Tip/Trick: Using Server Side Comments with ASP.NET 2.0
Problem
You are coding away on an ASP.NET page, and are trying to isolate a problem within the page. You have some existing html/controls/markup/in-line code that is being used on the page, and you want to temporarily comment it out while you fix the problem.
Solution
ASP.NET supports a little known feature called “server-side comments” that you can use to completely disable code/controls/html in a page. Server-side comments in ASP.NET are delimited using a <%-- --%> syntax. For example:
<%--
Commented out HTML/CODE/Markup. Anything with
this block will not be parsed/handled by ASP.NET.

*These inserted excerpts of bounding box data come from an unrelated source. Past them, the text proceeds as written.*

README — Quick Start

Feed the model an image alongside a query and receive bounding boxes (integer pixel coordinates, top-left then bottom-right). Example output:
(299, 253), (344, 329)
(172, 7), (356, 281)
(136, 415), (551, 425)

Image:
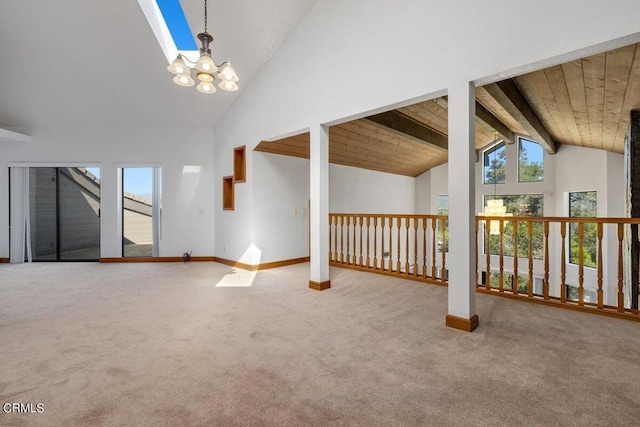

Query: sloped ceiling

(0, 0), (316, 133)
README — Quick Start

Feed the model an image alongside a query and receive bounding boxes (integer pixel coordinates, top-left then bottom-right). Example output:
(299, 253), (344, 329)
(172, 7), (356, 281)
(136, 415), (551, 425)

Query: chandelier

(167, 0), (239, 95)
(478, 132), (513, 235)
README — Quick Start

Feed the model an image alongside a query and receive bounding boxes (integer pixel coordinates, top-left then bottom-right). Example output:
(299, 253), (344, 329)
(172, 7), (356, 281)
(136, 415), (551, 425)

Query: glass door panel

(122, 167), (154, 257)
(58, 168), (100, 261)
(29, 167), (100, 261)
(29, 168), (58, 261)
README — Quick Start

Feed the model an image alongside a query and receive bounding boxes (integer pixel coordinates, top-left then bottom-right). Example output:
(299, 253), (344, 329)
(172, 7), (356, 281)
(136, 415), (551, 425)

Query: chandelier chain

(204, 0), (207, 33)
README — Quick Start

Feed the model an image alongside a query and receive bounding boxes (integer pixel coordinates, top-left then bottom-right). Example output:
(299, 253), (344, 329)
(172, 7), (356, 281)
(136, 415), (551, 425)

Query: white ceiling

(0, 0), (316, 133)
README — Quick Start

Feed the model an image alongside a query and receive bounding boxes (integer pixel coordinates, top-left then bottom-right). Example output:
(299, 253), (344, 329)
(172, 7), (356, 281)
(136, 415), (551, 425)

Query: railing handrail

(329, 212), (448, 219)
(328, 212), (640, 321)
(476, 215), (640, 224)
(329, 212), (640, 224)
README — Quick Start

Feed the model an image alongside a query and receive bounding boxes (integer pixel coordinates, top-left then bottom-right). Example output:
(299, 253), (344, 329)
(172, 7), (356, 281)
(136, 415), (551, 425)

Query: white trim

(116, 163), (162, 169)
(0, 128), (33, 142)
(7, 162), (100, 168)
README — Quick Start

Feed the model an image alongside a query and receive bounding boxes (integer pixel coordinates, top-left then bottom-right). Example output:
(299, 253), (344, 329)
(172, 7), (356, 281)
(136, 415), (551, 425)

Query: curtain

(9, 167), (32, 264)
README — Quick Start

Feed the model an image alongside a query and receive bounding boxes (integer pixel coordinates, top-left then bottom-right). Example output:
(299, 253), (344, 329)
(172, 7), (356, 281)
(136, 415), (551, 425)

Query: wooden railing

(476, 217), (640, 320)
(329, 213), (448, 285)
(329, 213), (640, 320)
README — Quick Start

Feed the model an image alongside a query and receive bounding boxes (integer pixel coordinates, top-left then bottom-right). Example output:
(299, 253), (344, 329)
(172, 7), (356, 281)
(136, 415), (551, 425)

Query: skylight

(138, 0), (198, 63)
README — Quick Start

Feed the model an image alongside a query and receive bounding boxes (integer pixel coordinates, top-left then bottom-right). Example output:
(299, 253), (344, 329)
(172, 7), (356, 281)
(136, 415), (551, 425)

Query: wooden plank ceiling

(255, 45), (640, 177)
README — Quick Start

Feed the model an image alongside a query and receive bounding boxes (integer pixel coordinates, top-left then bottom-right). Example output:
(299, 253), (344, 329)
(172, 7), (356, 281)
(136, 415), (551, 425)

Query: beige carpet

(0, 263), (640, 426)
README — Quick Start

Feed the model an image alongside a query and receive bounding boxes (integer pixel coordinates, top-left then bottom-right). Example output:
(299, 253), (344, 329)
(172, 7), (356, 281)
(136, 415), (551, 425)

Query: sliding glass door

(122, 167), (160, 257)
(27, 167), (100, 261)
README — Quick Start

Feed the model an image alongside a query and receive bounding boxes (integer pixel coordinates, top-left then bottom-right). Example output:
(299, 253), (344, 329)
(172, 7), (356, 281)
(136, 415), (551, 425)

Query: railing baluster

(380, 217), (387, 271)
(440, 219), (449, 282)
(346, 216), (351, 264)
(474, 220), (478, 288)
(330, 215), (333, 262)
(389, 217), (393, 271)
(422, 218), (427, 277)
(364, 217), (371, 268)
(511, 221), (519, 295)
(597, 222), (604, 310)
(373, 216), (378, 270)
(484, 221), (491, 289)
(396, 217), (402, 273)
(413, 218), (418, 277)
(527, 220), (533, 298)
(560, 221), (567, 303)
(327, 213), (640, 318)
(431, 218), (438, 280)
(498, 220), (504, 292)
(338, 216), (344, 264)
(542, 221), (549, 300)
(618, 224), (624, 312)
(404, 217), (410, 274)
(578, 222), (584, 306)
(358, 217), (368, 267)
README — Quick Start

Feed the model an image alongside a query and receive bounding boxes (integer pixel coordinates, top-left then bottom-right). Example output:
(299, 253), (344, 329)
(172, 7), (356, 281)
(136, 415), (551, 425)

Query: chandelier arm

(178, 53), (197, 65)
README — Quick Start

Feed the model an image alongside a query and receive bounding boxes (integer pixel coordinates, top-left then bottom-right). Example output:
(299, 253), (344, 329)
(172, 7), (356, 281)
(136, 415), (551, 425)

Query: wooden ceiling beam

(436, 96), (515, 144)
(365, 110), (449, 150)
(484, 79), (557, 154)
(476, 101), (516, 144)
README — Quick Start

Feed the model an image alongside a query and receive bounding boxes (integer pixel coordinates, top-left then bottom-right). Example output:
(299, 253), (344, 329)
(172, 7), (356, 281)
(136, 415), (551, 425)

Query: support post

(309, 124), (331, 291)
(446, 83), (478, 332)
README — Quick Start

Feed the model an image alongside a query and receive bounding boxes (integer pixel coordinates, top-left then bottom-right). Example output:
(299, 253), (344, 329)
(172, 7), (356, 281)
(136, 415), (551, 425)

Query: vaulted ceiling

(0, 0), (317, 130)
(256, 44), (640, 176)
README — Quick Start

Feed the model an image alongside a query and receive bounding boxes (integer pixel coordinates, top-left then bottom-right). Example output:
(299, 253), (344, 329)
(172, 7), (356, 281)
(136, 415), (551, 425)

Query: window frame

(565, 190), (598, 270)
(516, 135), (545, 183)
(482, 139), (507, 185)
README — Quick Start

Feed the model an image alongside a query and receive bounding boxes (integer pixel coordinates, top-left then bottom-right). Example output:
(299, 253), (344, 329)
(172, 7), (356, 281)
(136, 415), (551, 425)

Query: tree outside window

(483, 142), (506, 184)
(518, 137), (544, 182)
(569, 191), (598, 268)
(484, 194), (544, 259)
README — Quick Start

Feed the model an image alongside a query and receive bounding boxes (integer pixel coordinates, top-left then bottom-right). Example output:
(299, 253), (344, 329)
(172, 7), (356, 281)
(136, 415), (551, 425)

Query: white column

(309, 124), (331, 291)
(446, 83), (478, 332)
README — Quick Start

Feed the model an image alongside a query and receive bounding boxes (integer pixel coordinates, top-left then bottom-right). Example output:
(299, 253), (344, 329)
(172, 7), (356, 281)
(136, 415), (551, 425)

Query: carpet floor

(0, 263), (640, 426)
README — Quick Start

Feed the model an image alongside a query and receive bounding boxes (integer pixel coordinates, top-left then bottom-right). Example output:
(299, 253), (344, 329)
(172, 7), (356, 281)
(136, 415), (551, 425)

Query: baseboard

(446, 314), (479, 332)
(309, 280), (331, 291)
(100, 256), (215, 263)
(213, 257), (309, 271)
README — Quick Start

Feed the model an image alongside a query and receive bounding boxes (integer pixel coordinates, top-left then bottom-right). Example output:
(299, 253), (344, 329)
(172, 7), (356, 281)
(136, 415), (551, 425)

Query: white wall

(215, 0), (640, 266)
(247, 152), (309, 264)
(329, 165), (416, 214)
(240, 152), (415, 264)
(0, 128), (217, 257)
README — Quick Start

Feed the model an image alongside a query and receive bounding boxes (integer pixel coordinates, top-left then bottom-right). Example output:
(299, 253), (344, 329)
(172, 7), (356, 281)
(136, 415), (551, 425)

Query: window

<asp:Calendar runat="server"></asp:Calendar>
<%# Eval(“SomeProperty”) %>
--%>
One common question people ask is what the difference is between using client-side HTML comments and server-side comments. The key difference is that with client-side comments it is the browser which is ignoring the content within them. Code/controls within client-side comments will still be executed on the server and sent down to the browser. As such, if there is a server error caused within them it will block running the page.
With server-side comments, the ASP.NET compiler ignores everything within these blocks at parse/compile time, and removes the content completely when assembling the page (like its contents weren’t there at all). Consequently, any errors caused by mal-formed controls or issues with inline code or data-binding expressions within them will be ignored. The page is also just as fast with controls/code within server-side comments as if there were no controls/code on the page at all (there is no runtime performance overhead to them).
One tip/trick to take advantage of in the HTML source editor within Visual Web Developer and VS 2005 is the automatic comment/uncomment feature they support. You can use this by selecting some markup within a .aspx page, and then clicking the “comment” command button that is on HTML Source Editor Toolbar:
This will automatically wrap the selected content with a <%-- --%> block. You can likewise move the cursor within it and click the uncomment command to remove the comment. Keyboard short-cuts are also automatically enabled to do this purely from the keyboard. The exact keystrokes depend on what VS profile you have configured – but on my system it is “Ctrl-K, Ctrl-C” to comment a block and “Ctrl-K, Ctrl-U” to uncomment one.
Note that this comment/uncomment command in VS works not only in HTML – but also within regular VB/C# source files as well. It provides an easy and consistent way to comment out functionality everywhere within your project.